The next is time. Time, as you get older, is one of the most precious things available to an author. A lot of things will get in the way of your fiction, from work, to partners, to family, to whatever else you can think of. It all eats up your time, especially if you’re not making a living out of your art, which, at the start of your career, is pretty much a given. The ability to give yourself over to thoughts about fiction, either yours or another’s, is perhaps the biggest gift that any workshop or course can give you. To simply have that time opened to you, and separated from the daily requirements of life, is a huge boon, and I personally used it a lot in the early years of what I refer to as my career. It was especially important because, if I had been left to go it alone, I do not think I would have had the self discipline, or the tools, to force myself to write, and to discover new authors, and new forms of writing. That time that I got out of University was the biggest gift to me as a new author and, if you need that time, you shouldn’t be afraid to grab it where you can. It won’t be for everyone, of course - either because some don’t like education, or because some can’t afford it, but if you can do it, and it does work for you, then grab it.
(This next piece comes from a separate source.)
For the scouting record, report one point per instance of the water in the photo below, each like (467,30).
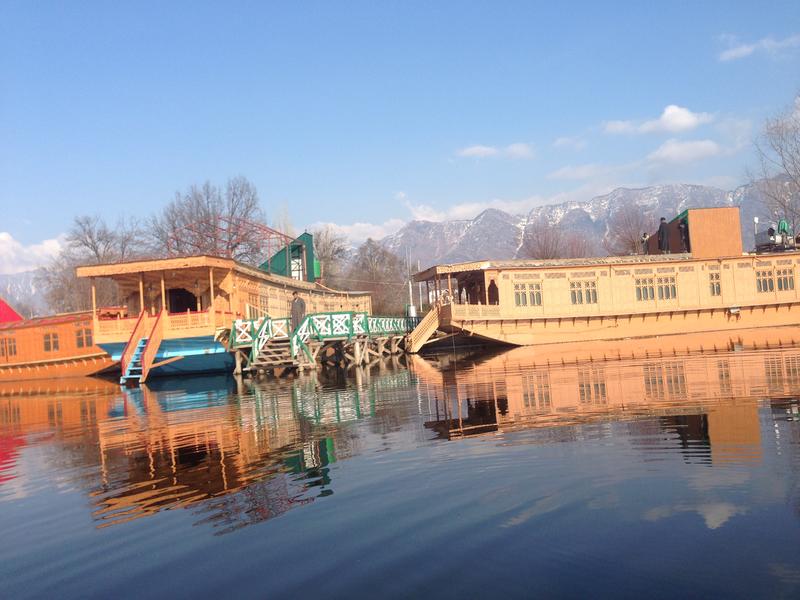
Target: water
(459,476)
(In relation to the cost, I can only hope that you are as lucky as I was that the Australian Government had a scheme that allowed you to defer the payment of your debts, and that if you completed further study in a set time frame, it was free. If you don’t have that available, don’t be afraid to find good online communities and forums, and writing communities in the real world.)
Anyhow, that’s enough for today. Next week, I reckon I’ll write another piece in the topic, and continue it forward. Or, I won’t. But I think I will: it’s mostly about organising my own thoughts and the thoughts are there. If it helps people out, all good.